Insgesamt eine Geschichte, die

  • Ein großes Generationsproblem deutlich macht, was hier auf sehr extreme Weise sichtbar wird.
  • Verbunden damit ist auch ein Kommunikationsproblem. Man könnte überlegen, was die Beratungslehrerin noch tun könnte, um den großen Abstand zu Ira zu verringern. Sie macht ja einen Versuch, aber der wirkt zu oberflächlich und erreicht die Schülerin nicht so, wie er wahrscheinlich gemeint ist.
  • Ansonsten ist diese Schülerin sicher im Grenzbereich, bei dem ggf. fachliche Hilfe nötig ist. Nur administrative Maßnahmen sind hier keine Lösung.
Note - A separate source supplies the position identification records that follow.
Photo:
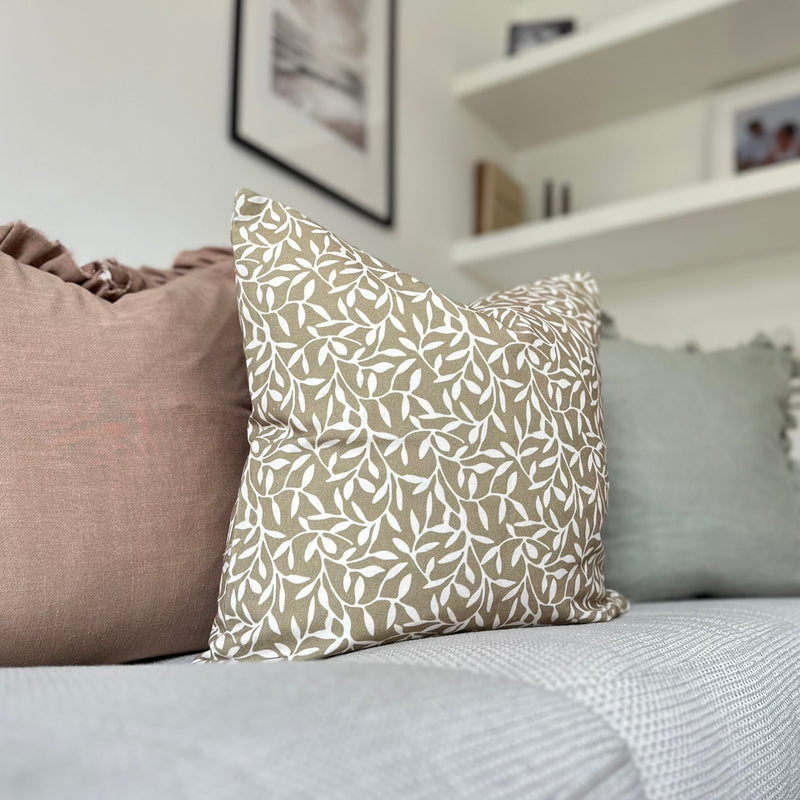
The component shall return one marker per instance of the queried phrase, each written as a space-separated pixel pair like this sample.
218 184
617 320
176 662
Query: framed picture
526 35
313 91
756 125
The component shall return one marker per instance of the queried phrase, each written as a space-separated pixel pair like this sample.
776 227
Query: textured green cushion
702 498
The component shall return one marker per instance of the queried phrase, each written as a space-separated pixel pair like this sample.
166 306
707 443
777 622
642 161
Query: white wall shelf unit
652 58
735 218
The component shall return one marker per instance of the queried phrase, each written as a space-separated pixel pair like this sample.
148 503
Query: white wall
114 136
714 305
114 139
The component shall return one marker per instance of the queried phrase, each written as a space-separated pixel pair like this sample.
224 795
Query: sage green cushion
702 498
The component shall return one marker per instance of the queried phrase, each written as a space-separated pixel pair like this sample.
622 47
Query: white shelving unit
735 218
661 54
645 60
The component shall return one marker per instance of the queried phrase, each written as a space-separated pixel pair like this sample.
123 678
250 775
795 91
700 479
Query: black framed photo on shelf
313 91
756 125
527 35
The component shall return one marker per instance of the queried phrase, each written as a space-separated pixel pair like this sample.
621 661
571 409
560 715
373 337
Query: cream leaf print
417 466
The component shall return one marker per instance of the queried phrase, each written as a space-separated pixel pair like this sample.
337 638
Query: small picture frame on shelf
755 125
524 36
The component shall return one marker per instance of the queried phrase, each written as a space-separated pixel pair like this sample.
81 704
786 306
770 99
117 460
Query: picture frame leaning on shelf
755 125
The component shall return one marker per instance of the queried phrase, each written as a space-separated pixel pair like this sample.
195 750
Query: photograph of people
768 134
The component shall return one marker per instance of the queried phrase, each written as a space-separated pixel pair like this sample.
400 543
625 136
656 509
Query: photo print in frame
313 91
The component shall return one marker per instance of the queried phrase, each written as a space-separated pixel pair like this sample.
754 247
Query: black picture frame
526 36
386 217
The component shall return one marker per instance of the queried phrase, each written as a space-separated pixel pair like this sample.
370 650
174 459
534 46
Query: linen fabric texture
121 449
703 500
416 466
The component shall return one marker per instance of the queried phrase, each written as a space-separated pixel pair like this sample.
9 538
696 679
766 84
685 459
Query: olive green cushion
417 467
702 498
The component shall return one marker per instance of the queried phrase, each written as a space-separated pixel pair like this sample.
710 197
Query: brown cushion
121 446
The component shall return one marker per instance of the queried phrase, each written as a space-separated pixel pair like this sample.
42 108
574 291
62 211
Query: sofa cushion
417 467
703 501
121 445
329 729
706 693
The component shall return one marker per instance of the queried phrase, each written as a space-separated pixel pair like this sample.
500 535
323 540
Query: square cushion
703 501
416 467
121 447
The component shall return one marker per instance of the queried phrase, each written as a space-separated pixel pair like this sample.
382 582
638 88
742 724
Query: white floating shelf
645 60
735 218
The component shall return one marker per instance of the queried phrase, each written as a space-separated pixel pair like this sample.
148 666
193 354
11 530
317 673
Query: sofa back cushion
702 497
122 440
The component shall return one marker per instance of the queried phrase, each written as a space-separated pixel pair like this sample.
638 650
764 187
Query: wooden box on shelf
499 200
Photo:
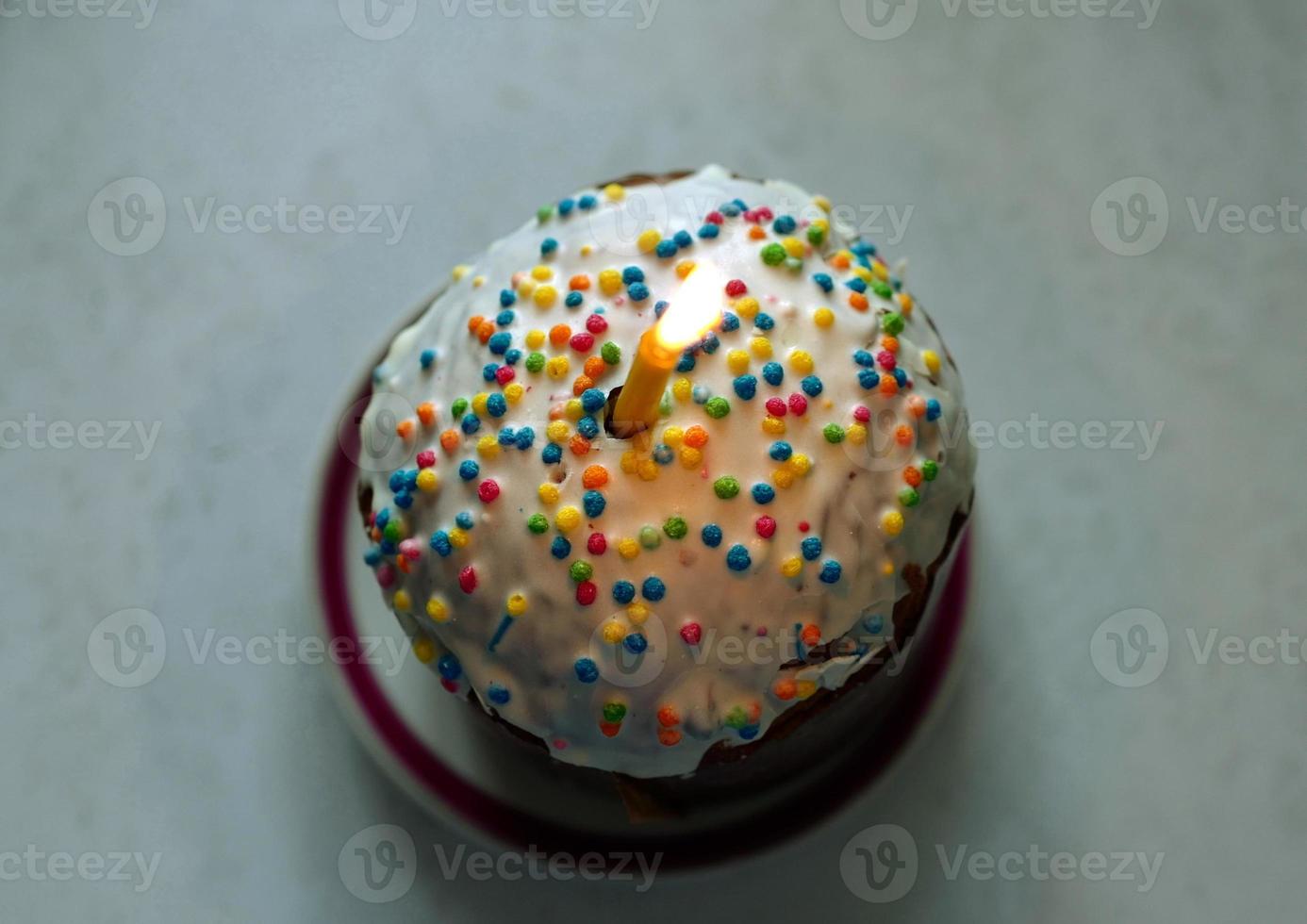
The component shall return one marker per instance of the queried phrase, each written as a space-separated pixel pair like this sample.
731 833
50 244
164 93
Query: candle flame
694 310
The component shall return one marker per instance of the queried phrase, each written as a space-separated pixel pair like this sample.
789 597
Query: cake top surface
629 602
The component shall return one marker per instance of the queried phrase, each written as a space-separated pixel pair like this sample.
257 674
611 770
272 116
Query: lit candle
694 311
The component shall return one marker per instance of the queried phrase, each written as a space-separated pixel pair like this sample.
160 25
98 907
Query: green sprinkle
581 571
676 527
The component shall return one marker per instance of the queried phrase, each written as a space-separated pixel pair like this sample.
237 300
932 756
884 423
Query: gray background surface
999 132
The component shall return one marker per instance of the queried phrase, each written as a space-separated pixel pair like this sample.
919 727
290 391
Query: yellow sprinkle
545 295
568 519
737 361
609 281
649 240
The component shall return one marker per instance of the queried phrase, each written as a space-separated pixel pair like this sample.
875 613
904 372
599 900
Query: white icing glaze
843 497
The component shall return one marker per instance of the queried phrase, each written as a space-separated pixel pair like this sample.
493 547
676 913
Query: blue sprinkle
654 588
586 670
593 503
636 643
449 667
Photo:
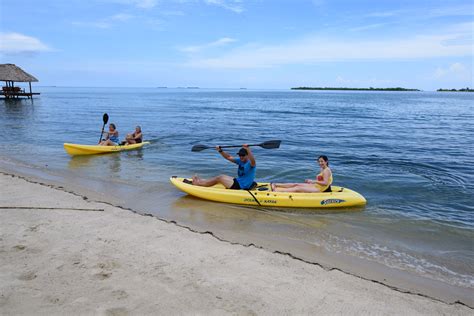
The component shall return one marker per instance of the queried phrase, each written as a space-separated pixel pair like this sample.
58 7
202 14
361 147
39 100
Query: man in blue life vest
245 174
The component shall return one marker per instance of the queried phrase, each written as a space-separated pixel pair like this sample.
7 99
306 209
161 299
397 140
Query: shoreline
287 256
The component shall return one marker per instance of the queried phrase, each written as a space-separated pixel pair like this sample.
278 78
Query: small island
355 89
454 90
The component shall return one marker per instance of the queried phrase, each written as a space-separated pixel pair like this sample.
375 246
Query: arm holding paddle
253 163
225 154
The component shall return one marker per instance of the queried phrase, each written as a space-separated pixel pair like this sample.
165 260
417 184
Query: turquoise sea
409 153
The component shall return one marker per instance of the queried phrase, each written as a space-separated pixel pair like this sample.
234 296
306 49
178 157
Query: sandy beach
62 253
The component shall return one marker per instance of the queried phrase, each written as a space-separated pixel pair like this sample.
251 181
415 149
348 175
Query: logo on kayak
332 201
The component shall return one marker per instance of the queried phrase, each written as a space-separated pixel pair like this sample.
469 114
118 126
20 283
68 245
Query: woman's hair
325 158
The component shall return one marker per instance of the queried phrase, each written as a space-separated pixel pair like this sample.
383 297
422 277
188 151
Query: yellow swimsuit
323 188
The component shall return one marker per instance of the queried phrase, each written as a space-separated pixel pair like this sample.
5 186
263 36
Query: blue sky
241 43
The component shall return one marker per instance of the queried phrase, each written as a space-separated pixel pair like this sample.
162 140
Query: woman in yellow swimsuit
321 184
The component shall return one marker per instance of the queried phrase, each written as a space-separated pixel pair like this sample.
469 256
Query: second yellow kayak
263 196
77 149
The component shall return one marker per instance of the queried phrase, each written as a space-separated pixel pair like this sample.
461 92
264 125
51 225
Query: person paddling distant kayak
321 184
112 137
134 138
245 174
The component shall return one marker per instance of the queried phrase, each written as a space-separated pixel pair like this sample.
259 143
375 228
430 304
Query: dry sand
115 262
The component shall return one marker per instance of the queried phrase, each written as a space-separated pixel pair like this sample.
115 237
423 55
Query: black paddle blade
199 147
271 144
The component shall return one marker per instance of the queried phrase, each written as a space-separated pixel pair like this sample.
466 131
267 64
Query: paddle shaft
105 119
235 146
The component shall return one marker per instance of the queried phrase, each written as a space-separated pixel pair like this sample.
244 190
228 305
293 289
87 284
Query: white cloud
145 4
16 43
105 23
121 17
368 27
197 48
454 71
316 49
232 5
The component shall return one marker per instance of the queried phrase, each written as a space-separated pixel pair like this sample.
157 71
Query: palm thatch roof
11 72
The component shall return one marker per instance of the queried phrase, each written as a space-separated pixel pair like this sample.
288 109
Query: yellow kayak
262 195
76 149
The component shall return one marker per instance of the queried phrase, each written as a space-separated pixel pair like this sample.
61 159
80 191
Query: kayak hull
78 150
340 197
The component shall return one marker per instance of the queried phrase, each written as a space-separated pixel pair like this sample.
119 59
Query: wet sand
61 252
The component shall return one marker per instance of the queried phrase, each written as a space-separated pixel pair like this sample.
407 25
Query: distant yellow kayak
76 149
263 196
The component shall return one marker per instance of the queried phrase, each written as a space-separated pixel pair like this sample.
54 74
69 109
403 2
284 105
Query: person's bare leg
299 187
223 179
285 185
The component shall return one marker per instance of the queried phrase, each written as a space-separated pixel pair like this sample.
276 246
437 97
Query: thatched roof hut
11 72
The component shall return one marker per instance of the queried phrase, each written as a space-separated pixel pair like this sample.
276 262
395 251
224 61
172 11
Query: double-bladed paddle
105 118
271 144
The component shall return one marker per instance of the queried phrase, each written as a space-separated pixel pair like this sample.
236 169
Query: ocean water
411 154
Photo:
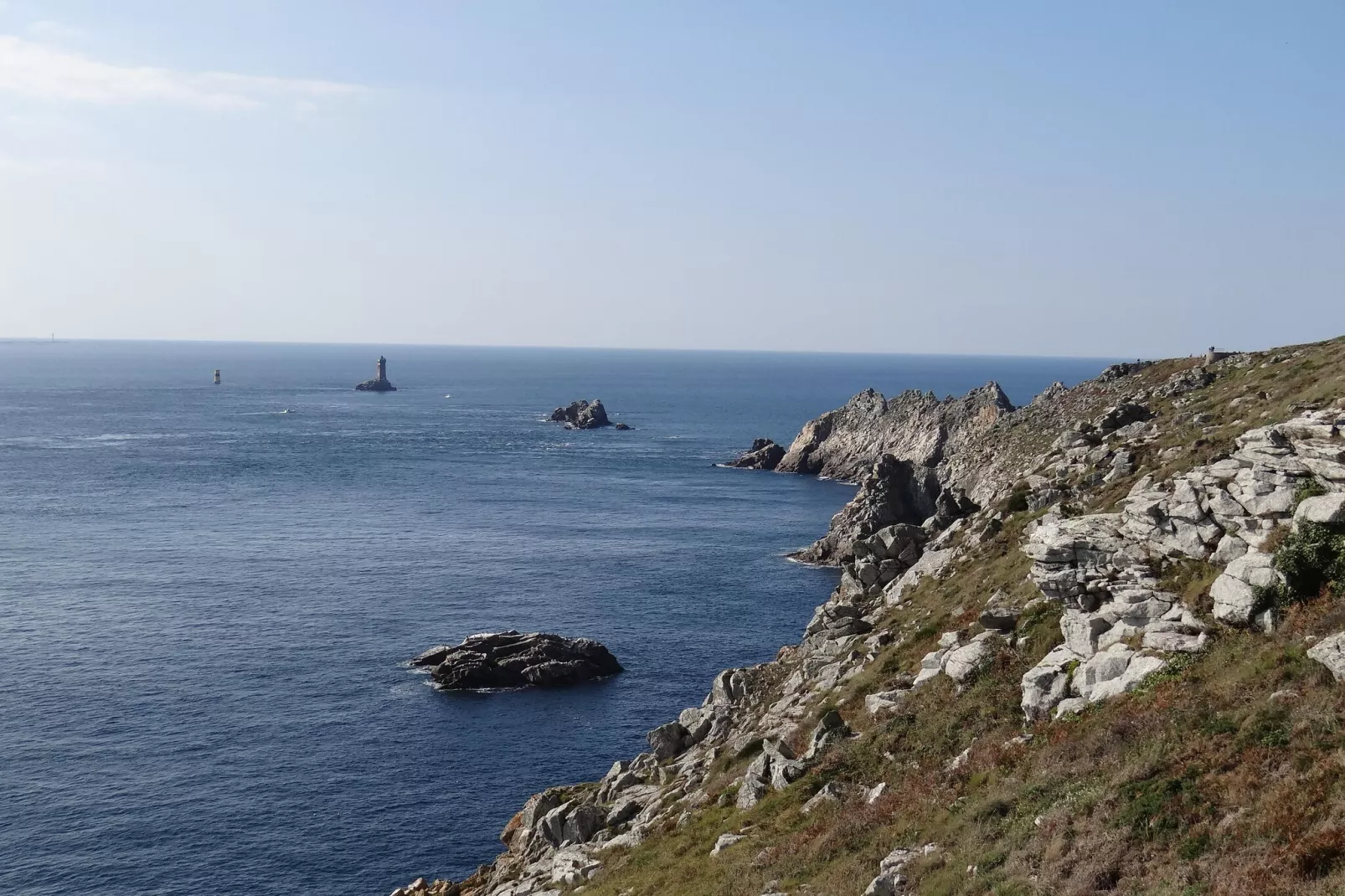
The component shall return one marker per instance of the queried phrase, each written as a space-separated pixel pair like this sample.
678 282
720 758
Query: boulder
514 660
583 415
668 740
1331 653
763 455
1000 614
963 662
1235 590
1324 509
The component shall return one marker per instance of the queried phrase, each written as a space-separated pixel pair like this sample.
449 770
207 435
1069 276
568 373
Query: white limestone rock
1234 591
1331 653
1322 509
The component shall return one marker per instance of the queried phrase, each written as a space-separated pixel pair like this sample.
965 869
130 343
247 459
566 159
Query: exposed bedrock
915 425
894 492
583 415
765 454
514 660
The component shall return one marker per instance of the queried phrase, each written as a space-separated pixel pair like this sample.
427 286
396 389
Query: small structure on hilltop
379 383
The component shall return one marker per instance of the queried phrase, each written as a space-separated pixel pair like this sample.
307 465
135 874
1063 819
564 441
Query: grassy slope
1198 783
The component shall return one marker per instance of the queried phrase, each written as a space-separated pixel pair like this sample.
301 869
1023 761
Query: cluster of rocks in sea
514 660
584 415
934 479
763 455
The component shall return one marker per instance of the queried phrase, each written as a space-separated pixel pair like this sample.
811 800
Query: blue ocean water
206 603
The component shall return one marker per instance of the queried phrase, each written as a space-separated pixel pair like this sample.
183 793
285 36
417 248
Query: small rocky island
584 415
513 660
379 383
765 454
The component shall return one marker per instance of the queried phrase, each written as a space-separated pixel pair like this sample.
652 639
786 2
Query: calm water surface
206 605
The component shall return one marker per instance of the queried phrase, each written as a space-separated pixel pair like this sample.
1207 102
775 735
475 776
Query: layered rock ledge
514 660
1094 525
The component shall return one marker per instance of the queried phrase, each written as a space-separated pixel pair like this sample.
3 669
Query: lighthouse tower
379 383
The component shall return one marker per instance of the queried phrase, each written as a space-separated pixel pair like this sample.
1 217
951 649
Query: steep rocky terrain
1090 645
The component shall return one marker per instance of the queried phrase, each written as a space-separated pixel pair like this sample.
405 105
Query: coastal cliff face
1105 658
925 461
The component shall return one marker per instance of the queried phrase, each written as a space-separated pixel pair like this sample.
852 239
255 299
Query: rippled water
206 605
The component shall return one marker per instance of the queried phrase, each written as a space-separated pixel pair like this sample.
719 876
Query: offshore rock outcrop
583 415
514 660
774 724
763 455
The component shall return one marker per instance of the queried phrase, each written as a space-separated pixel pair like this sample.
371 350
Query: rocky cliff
1111 667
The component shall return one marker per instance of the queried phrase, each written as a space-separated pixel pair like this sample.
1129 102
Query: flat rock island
379 383
513 660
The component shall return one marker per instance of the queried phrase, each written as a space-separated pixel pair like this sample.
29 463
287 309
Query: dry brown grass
1198 783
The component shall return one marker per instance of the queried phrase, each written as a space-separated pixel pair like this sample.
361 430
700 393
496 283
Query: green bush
1312 559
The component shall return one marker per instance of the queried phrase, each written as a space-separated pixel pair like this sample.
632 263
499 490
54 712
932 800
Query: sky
1102 179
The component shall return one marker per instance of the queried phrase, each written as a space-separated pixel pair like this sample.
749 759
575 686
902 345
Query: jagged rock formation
513 660
942 461
774 725
583 415
763 455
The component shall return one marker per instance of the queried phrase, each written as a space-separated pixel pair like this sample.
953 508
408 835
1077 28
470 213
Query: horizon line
525 348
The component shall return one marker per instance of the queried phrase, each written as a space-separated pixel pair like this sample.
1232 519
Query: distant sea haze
206 605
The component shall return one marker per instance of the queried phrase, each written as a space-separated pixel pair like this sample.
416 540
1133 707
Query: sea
209 594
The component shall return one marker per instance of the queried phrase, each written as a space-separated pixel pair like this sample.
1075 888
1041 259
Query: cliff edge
1114 672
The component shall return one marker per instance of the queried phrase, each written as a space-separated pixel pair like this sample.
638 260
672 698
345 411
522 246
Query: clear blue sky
1010 178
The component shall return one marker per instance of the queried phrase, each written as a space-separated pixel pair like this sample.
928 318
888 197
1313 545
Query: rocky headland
514 660
1085 645
583 415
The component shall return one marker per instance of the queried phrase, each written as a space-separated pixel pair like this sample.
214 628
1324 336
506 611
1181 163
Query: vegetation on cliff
1220 772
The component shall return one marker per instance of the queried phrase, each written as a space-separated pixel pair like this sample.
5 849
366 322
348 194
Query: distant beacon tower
379 383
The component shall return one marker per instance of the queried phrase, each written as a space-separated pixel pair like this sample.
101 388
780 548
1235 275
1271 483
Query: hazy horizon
1021 181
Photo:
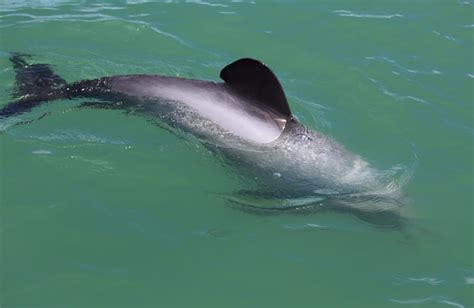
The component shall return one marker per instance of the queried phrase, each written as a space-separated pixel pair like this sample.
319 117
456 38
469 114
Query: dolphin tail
35 84
376 210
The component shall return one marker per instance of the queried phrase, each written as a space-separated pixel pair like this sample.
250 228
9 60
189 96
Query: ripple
448 37
385 59
426 280
434 299
74 135
41 152
396 96
206 3
345 13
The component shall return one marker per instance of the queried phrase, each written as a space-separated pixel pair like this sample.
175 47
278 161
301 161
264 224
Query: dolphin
247 118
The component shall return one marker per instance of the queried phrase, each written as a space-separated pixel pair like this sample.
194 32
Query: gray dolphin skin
247 119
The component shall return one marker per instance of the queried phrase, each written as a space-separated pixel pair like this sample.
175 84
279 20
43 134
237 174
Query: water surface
100 208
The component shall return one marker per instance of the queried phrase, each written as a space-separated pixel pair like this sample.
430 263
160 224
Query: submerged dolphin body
248 119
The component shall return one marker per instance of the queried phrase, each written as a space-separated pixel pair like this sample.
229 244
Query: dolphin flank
247 118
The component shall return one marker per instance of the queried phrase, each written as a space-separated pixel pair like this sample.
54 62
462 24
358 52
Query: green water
100 208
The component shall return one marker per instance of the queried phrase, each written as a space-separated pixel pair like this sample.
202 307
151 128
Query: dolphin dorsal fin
253 79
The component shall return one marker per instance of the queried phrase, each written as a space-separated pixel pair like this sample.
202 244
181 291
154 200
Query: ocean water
104 209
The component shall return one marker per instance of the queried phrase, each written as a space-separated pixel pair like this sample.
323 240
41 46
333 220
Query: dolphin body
248 119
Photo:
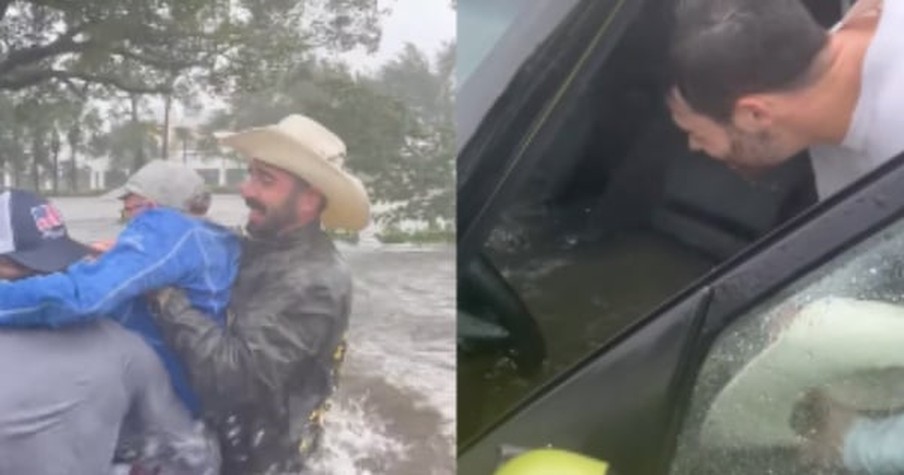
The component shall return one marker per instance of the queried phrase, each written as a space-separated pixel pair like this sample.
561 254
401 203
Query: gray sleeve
167 436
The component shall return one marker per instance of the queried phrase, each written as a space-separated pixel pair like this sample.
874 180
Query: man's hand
163 296
823 423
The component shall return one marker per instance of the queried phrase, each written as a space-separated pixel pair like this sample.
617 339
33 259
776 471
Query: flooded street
395 408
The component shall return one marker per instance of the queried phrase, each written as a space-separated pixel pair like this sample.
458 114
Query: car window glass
832 339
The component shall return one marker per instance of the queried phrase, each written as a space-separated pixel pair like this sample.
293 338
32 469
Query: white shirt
876 133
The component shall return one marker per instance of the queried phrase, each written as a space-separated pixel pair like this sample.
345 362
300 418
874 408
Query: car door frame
520 127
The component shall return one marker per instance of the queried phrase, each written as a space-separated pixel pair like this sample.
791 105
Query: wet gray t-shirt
876 133
67 392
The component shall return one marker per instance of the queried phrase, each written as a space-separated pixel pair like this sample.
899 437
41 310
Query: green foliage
61 60
431 235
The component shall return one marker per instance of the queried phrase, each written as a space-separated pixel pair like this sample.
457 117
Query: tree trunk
139 135
36 153
73 137
167 105
56 170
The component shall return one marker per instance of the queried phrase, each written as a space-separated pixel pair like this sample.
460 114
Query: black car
615 288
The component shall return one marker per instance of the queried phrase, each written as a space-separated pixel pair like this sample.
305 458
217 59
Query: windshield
495 37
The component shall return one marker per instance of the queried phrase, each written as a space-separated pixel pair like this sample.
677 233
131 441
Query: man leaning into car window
836 92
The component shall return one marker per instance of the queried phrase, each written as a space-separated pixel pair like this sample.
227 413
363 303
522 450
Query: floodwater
394 411
580 297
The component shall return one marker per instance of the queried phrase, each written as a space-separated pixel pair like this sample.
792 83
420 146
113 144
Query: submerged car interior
616 218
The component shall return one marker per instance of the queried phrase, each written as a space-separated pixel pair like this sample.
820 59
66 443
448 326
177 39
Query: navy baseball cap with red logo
32 233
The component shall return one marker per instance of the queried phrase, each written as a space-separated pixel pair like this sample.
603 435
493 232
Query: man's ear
752 114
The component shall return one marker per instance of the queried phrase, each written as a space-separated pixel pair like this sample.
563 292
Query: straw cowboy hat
304 148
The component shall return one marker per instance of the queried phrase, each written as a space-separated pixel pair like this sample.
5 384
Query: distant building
218 172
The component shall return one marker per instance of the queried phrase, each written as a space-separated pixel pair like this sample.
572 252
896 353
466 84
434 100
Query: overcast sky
426 23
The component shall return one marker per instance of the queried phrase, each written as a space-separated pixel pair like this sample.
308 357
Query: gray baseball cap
167 183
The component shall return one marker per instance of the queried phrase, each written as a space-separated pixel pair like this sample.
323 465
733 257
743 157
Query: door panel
615 407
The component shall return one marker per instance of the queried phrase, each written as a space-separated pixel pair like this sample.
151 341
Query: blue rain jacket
159 248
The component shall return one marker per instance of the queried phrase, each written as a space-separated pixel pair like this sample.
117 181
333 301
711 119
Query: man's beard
753 154
274 219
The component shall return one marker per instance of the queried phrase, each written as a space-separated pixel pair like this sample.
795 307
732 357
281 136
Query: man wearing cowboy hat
264 379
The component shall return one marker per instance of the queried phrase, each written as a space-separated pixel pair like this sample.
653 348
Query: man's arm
875 445
145 257
251 355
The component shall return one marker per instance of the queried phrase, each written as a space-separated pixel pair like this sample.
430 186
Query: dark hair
724 49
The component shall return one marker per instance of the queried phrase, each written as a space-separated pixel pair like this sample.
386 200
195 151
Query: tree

Der Schlüssel liegt in der kurz aufblitzenden Erkenntnis Iras, dass sie noch andere Probleme hat als das, was sie hier sichtbar macht.

Kreative Anregung

  • Spannend ist die folgende Stelle: „Ich wusste nichts zu würdigen damals“. Hier wird nämlich angedeutet, dass die Ich-Erzählerin anscheinend auf früheres Verhalten zurückgreift und sich inzwischen weiterentwickelt hat.
  • Dieser Teil der Geschichte fehlt – und könnte gut kreativ ergänzt werden. Das geht natürlich erst, wenn ausreichend geklärt ist, was zu der Veränderung und einer entsprechenden Einsicht geführt haben könnte.
    • Eine Möglichkeit wäre, dass Ira tatsächlich kriminell wird und dann merkt, dass das nicht das ist, was sie auf Dauer will.
    • Oder sie muss die Schule verlassen und ihre Eltern zwingen sie, ihren Lebensunterhalt selbst zu verdienen.
    • Vielleicht lernt sie auch jemanden kennen, der sie über Verständnis, Zuneigung und eigene Erfahrungen erreicht.